Addition of DCD significantly hindered the nitrification process mainly by inhibiting the AOA in our five acidic soils, and no significant inhibition effect on AOB was found throughout the incubation. Inhibition of soil ammonia oxidation by DCD has been investigated extensively (Di et al., 2009, 2010; O’Callaghan et al., 2010), however, as far as we know, it is the first finding that AOA was significantly inhibited by DCD in a soil microcosm study. DCD has been found to reduce or inhibit the nitrification rate mainly by binding to the active sites of AMO enzyme and impairing the activity of ammonia oxidizers to take up and utilize ammonium resources (Amberger, 1989; Zacherl and Amberger, 1990). As shown in DGGE profiles (Figure 7a), two bands representing active nitrifying groups of AOA were significantly reduced by the nitrification inhibitor DCD. Moreover, addition of DCD effectively impeded the CO2 fixation of thaumarchaea, and decreased the relative proportion of thaumarchaeal amoA genes in the high buoyant density region of CsCl gradients. Hence, DCD might inhibit the nitrification activity in acidic soils by mainly targeting the active groups of AOA in this study. Thus, DCD is not a selective nitrification inhibitor exclusively targeting AOA or AOB, but the dominating ammonia oxidizer group is affected by DCD to a greater extent. This hypothesis was well supported by the similar observations that growth of AOA was inhibited by a nitrification inhibitor acetylene in soil microcosms where AOA dominated ammonia oxidation (Offre et al., 2009; Gubry-Rangin et al., 2010; Zhang et al., 2010).
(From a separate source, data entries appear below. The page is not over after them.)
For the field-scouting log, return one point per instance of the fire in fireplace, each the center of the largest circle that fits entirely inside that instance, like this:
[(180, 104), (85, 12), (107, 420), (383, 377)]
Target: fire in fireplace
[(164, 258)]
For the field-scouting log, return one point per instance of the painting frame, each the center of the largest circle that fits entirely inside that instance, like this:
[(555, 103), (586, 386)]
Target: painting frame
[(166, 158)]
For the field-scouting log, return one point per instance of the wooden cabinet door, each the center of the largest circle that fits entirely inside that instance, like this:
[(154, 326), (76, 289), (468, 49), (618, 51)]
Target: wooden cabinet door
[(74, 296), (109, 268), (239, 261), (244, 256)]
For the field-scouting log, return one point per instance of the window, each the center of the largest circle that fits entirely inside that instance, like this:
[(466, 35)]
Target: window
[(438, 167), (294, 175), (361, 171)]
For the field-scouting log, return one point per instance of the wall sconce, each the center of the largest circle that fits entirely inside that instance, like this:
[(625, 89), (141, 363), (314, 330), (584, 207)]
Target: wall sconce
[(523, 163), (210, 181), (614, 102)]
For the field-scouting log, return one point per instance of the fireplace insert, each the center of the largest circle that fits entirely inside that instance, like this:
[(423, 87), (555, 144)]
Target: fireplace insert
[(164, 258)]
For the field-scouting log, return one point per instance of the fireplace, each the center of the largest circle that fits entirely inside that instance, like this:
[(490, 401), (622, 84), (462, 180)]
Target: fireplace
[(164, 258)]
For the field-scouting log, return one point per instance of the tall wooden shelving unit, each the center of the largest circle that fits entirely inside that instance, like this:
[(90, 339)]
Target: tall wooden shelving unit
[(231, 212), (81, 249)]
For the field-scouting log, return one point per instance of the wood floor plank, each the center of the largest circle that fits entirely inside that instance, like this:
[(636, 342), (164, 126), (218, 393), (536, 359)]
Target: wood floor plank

In conclusion, our studies demonstrate a significant and previously unrecognized contribution of thaumarchaea to mediate the autotrophic nitrification in strongly acidic soils. This result will greatly improve the understanding of the nitrogen-transformation processes in widely distributed acidic soils. The first observation of DCD inhibition on AOA in this study and previous findings of DCD inhibition on AOB suggest that DCD will be a promising nitrification inhibitor to prevent the environmental degradation imposed by intensive fertilization and promote nitrogen fertilization efficiency, which will generate enormous economic impacts in agricultural ecosystems.